「新潟日報」でも社説の盗用
2007年 02月 23日
■過日、山梨日日新聞の論説委員長が盗用を繰り返し、クビになったが、今度は新潟日報の社説でも盗用があった。拉致問題についての朝日新聞の社説から盗用していたという。週に3,4本執筆しなければならず、「きついので」悪いと知りつつ盗用してしまったと弁解しているそうだが、困ったことである。多くの人の目に触れる大新聞の社説から盗用したら、発覚するのは当然である。そういうことに思いの至らない人が、社説を書いている。新潟日報のホームページにはお詫びの社告が載っており、それによると小町孝夫という論説委員がしたことだという。
■引用を明記して、そこから持論を展開したり反論したりするのなら、盗用でもなんでもない。しかし、あたかも自分の意見、見解であるようにして、他人の書いたものを丸ごと書き写す。アマチュアのブログなどでは、かなりの程度行われているのかもしれないが、地方紙とはいえ新潟日報は長い伝統を誇る新聞である。調べれば他の新聞でも、似たような社説や記事がぞくぞくと出てくるような気がする。
■自分の意見、自説といっても、他から影響を受けたり、他人の見解に感化され、無意識のうちにも見解そのものが似てくることは、よくあることである。従って、似たような見解を発表しただけでは盗用にはあたらない。ヒントを得たり、影響を受けることは、当然である。ヒントや影響と、盗用の境目は曖昧であるが。
素材として参照しても、自分の頭で考え、自分の文体で文章化すれば、おのずと書く人の個性が出るもので、それは盗用とはいわない。
■新潟日報の場合、具体的にどのような盗用なのかはっきりしないが、計六カ所で朝日の社説と酷似したところがあり、本人も盗用を認めた。愚かしいことである。
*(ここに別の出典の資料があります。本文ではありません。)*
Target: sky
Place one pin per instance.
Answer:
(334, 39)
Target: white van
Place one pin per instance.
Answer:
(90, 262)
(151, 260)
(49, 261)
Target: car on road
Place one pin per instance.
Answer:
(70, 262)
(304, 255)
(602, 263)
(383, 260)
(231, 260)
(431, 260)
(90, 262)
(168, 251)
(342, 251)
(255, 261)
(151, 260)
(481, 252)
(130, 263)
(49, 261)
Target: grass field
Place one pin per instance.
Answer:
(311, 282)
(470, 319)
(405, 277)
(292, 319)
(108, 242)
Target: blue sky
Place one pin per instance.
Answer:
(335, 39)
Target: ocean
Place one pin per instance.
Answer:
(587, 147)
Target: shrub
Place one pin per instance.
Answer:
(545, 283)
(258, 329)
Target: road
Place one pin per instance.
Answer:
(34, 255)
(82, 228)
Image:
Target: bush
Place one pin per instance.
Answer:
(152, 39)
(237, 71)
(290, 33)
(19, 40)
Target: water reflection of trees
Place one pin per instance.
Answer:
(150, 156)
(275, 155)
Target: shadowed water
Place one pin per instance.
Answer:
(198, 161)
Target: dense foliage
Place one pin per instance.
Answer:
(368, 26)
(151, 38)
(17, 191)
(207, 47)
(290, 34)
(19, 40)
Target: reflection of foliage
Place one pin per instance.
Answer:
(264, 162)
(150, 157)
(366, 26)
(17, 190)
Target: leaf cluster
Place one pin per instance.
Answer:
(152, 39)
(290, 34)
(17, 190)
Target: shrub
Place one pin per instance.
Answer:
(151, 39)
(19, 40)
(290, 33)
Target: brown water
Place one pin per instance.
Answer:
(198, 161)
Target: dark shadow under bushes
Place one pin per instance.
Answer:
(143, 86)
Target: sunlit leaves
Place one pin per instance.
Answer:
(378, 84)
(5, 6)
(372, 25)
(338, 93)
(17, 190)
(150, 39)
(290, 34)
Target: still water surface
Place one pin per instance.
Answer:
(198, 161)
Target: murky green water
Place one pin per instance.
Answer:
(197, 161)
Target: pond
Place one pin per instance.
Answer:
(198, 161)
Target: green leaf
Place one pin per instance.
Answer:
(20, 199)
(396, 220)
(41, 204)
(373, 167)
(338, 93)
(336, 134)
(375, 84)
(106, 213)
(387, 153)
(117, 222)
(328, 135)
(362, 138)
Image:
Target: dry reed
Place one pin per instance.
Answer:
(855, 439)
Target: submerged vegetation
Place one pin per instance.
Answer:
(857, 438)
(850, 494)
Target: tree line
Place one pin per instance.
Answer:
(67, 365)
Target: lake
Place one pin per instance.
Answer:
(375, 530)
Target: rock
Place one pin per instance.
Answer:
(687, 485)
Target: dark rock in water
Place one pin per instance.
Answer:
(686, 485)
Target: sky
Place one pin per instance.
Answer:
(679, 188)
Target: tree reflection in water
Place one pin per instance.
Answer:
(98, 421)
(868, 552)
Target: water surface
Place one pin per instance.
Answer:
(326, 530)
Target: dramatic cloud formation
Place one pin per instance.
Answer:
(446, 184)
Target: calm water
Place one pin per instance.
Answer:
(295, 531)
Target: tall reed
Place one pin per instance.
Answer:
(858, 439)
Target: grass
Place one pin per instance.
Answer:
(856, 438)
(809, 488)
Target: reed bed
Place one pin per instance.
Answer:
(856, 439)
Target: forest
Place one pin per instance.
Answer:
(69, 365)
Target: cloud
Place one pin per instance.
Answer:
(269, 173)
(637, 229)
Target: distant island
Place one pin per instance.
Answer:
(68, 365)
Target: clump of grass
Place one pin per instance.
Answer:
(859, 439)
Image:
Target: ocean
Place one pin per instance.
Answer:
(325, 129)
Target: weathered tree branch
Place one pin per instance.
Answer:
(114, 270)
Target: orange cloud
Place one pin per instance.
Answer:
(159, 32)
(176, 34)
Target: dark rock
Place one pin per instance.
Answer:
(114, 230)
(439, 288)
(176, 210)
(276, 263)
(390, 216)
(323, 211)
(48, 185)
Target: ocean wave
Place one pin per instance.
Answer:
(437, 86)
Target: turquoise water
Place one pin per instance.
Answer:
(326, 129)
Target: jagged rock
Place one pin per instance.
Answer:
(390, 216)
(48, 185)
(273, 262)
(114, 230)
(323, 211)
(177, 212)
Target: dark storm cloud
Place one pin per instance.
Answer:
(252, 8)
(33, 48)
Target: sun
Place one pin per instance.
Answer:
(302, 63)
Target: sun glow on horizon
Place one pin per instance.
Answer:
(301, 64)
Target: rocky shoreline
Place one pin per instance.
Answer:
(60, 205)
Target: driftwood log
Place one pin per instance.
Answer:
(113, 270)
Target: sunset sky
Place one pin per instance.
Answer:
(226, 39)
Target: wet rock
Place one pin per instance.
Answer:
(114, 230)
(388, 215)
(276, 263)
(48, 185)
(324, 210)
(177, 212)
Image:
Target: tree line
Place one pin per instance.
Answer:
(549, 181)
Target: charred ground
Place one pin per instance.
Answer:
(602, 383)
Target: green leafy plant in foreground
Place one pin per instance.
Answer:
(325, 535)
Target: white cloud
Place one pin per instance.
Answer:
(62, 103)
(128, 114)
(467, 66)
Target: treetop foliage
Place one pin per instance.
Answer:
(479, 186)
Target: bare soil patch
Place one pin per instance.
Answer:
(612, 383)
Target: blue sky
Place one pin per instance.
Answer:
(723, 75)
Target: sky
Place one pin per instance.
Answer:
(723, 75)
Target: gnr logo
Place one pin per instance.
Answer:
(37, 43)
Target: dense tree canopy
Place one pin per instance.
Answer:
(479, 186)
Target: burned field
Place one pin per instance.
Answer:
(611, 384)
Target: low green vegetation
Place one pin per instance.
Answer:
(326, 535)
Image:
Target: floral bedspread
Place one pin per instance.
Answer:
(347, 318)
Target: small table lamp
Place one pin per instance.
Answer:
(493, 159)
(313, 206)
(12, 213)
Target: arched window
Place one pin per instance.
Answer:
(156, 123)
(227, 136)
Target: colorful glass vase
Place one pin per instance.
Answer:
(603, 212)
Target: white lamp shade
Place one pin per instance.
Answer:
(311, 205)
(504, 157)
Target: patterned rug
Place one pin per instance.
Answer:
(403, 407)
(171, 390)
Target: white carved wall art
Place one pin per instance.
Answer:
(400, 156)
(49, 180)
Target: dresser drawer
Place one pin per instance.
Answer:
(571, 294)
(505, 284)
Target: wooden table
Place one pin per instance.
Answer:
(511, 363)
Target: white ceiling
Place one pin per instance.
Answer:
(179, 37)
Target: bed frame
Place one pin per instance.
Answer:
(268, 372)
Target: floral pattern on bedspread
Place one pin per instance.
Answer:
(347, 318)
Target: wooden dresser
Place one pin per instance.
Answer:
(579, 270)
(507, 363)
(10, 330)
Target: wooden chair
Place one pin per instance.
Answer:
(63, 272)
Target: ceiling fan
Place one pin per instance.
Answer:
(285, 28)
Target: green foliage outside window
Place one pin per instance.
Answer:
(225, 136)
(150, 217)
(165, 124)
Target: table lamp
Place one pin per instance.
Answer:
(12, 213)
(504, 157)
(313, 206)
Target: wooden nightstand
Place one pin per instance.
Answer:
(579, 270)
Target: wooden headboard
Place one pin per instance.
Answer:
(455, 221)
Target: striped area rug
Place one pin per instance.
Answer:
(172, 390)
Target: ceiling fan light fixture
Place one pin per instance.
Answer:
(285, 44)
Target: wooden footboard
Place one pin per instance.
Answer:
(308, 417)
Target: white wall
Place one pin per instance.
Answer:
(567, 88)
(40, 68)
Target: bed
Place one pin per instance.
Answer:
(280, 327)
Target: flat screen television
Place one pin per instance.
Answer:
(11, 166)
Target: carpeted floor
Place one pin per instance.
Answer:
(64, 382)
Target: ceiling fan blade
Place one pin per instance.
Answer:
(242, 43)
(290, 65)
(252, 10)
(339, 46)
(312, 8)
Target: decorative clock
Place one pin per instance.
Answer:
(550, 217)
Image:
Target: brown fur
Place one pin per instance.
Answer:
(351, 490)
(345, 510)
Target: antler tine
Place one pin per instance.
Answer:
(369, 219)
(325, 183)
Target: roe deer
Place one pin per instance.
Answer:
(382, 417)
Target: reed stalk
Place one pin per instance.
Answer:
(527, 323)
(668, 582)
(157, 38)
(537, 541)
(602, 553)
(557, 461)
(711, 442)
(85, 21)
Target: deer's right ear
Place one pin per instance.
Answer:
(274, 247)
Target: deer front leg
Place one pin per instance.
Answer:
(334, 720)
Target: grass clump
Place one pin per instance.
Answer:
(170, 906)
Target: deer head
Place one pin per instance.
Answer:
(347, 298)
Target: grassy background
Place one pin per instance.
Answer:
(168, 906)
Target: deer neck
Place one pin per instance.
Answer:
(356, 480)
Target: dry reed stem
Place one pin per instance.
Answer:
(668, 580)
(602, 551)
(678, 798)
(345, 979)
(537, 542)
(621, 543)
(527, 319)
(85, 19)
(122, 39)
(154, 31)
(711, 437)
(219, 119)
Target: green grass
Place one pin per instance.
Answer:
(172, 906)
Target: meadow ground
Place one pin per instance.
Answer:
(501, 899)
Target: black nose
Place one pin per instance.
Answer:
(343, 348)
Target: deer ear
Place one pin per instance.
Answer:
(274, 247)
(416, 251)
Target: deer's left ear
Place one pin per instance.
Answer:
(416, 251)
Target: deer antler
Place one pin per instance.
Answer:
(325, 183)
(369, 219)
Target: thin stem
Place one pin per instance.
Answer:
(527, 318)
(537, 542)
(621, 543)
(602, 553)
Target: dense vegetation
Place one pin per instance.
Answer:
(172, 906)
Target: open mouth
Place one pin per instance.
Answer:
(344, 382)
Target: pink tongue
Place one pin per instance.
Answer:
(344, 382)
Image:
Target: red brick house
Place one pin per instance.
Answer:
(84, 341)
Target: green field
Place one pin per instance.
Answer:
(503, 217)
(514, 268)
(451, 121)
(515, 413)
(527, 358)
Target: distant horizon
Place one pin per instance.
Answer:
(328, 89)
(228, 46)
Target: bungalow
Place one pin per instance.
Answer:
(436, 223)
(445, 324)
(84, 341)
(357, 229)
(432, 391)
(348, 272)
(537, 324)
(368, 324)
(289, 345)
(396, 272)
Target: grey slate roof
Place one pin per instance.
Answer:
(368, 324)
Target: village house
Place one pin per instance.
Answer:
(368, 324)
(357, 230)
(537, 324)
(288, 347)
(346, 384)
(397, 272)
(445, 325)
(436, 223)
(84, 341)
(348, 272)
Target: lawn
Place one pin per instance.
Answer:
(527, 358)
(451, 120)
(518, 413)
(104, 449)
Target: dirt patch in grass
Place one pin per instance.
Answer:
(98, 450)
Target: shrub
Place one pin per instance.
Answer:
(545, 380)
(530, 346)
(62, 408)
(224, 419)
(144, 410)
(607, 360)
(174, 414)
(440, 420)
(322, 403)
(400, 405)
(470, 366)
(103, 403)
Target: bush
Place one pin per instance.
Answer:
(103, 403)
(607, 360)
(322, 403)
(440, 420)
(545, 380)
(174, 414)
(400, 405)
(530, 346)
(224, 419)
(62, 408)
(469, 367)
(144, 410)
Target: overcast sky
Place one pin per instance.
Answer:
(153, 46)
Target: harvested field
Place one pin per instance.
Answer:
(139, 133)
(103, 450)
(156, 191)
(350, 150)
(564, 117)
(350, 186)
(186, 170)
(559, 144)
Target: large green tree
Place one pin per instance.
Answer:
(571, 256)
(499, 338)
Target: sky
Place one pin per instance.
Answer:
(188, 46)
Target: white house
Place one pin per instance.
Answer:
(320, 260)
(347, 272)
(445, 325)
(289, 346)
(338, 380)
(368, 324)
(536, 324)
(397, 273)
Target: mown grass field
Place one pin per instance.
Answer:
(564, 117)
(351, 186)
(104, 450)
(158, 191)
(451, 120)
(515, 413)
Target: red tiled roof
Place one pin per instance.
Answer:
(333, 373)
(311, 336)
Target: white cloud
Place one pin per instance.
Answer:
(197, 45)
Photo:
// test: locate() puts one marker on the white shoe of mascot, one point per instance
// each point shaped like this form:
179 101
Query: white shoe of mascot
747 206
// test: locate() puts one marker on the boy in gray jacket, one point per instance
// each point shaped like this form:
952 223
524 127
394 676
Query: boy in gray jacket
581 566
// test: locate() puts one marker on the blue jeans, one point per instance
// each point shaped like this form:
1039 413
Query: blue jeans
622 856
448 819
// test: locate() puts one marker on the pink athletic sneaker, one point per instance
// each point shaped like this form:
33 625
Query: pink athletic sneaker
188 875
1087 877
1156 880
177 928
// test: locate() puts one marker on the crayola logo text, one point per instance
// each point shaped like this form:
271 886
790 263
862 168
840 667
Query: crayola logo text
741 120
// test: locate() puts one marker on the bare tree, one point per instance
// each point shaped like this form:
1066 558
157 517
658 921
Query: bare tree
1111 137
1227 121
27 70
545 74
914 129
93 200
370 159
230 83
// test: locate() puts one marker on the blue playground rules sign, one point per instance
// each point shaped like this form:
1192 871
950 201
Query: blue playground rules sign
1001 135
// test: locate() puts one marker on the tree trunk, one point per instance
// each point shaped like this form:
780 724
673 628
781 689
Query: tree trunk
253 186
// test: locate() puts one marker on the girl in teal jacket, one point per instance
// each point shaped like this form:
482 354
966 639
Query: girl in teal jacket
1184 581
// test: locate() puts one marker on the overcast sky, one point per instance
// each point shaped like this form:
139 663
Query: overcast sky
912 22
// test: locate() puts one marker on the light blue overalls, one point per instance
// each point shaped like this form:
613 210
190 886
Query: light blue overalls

ところで、一人の人間の「オリジナリティ」といってもタカが知れている。言語ひとつとっても、長年にわたって先人のつみあげてきた基盤の上で、活用させてもらっているのである。考え方、感じ方も、先人のつちかってきたものに、ほとんど負っている。そこから出発して、その時代・時代の特色、問題点をえぐり出し、どのように「新しさ」「独自の見解」「独自の感じ方」を創り出せるか。「個」の見せ所であり、だからこそ、表現の面白さもあると思うのだが。
■丸ごとコピーしたりペーストしたのでは、創る(書く)喜びもあったものではない。盗用氏は恐らく強い後ろめたさを感じつつ丸写しをしていたのだろう。いや、もしかして、後ろめたささえ失っているのかもしれず、バレたのは運が悪かったと思っているのかどうか。学生のレポートや論文なら、ともかく文筆のプロがこうも相次いで盗用するとは。「世も末」という言葉は、こういうことについて使うのだろう。
インターネットは便利なので、自分自身、うっかりそのままコピー、ペーストすることは、ありうることなので、充分すぎるほど注意をしなければ、と改めて思ったことだった。